Ne güzel demiş Cemal Süreya:
Umut belki de gelecek sayfadadır,
Kapatma kitabı.Hızla kapıyı açtım.
Gördüklerim karşısında içten içe mutlu olsam da, bunu yüzüme yansıtmamaya çalışarak kapının önünde dikildim.
Gelmişti. Tam da en yardıma muhtaç olduğum zamanda, beni kurtarmak için gelmişti. Önce hayatımı alt üst ediyor, ondan nefret etmemi sağlıyor, ardından umulmadık bir zamanda içinde olduğum durumdan beni çekip kurtarıyordu. Paramparça ettiği kalp kırıklarımı, yine gelip kendi elleriyle topluyordu.

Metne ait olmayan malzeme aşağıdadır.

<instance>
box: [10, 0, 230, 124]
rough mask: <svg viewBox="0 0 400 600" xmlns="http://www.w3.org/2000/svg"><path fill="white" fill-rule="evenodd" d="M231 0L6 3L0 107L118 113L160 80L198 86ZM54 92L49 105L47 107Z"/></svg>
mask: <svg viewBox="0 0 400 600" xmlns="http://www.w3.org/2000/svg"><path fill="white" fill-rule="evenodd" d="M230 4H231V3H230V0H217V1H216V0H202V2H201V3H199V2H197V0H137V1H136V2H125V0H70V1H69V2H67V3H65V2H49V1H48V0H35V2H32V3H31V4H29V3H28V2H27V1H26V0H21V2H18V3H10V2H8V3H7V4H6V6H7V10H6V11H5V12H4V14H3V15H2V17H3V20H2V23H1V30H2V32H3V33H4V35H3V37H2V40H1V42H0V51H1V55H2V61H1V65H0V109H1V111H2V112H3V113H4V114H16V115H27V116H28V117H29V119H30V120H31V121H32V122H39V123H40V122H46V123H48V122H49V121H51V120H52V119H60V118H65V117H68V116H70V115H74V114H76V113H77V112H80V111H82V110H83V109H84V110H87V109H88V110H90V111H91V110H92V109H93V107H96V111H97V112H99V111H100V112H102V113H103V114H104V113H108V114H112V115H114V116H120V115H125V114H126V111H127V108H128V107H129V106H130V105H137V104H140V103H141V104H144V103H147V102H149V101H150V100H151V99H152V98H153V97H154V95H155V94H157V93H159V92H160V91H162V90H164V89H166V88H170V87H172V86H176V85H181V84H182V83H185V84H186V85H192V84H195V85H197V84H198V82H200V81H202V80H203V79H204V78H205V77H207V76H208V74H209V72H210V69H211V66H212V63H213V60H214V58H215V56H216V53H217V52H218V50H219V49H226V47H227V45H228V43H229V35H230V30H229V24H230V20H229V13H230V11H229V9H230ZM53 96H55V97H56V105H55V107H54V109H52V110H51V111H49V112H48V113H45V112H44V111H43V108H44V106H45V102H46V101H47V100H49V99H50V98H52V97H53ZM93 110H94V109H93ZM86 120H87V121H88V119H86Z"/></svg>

Önünde diz çökmüş olan babamın tepesinde, omzuna ayağıyla baskı yaparak bana baktı.
-"Bırak ulan beni! sen de kimsin? elinden bir kurtulayım, ikinizi de doğduğunuza pişman edeceğim. Bırak beni!"
Babamın ona bağırmasına karşın ayağıyla omzuna daha çok bastırararak yere itti ve
-"Hadi bir kurtul bakalım."
dedi sıktığı dişlerinin arasından.
Ardından elini kemerinin olduğu yere götürdü.
Bir an kemerini çıkartıp babama vuracağını düşündüm. Bu düşünceyle kendimi tutamayıp sırıttım.
Ama çıkarttığı şeyin, kemer değilde silah olduğunu görmemle yüzümdeki ifade donakaldı.
Elindeki silahı, babamın kafasına doğrultmasıyla babamın gözlerinin irileştiğini farkettim. Çok korkmuş olduğu yüzünden o kadar belliydi ki.
Kıraç'a baktı ve yüzündeki korku ifadesiyle hemen geri vites yaparak yalvarmaya başladı.
-"Aman oğlum ne yapıyorsun? bırak o elindeki silahı."
Ağlayarak devam etti
-"Öldürmeyeceksin beni değil mi? bırak o silahı. Allah'ını seviyorsan bırak."
Şu ana kadar yıllarca bana eziyet çektiren, sürekli ağlamama sebep olan adam, şimdi karşımda ölmemek için yalvara yalvara ağlıyordu.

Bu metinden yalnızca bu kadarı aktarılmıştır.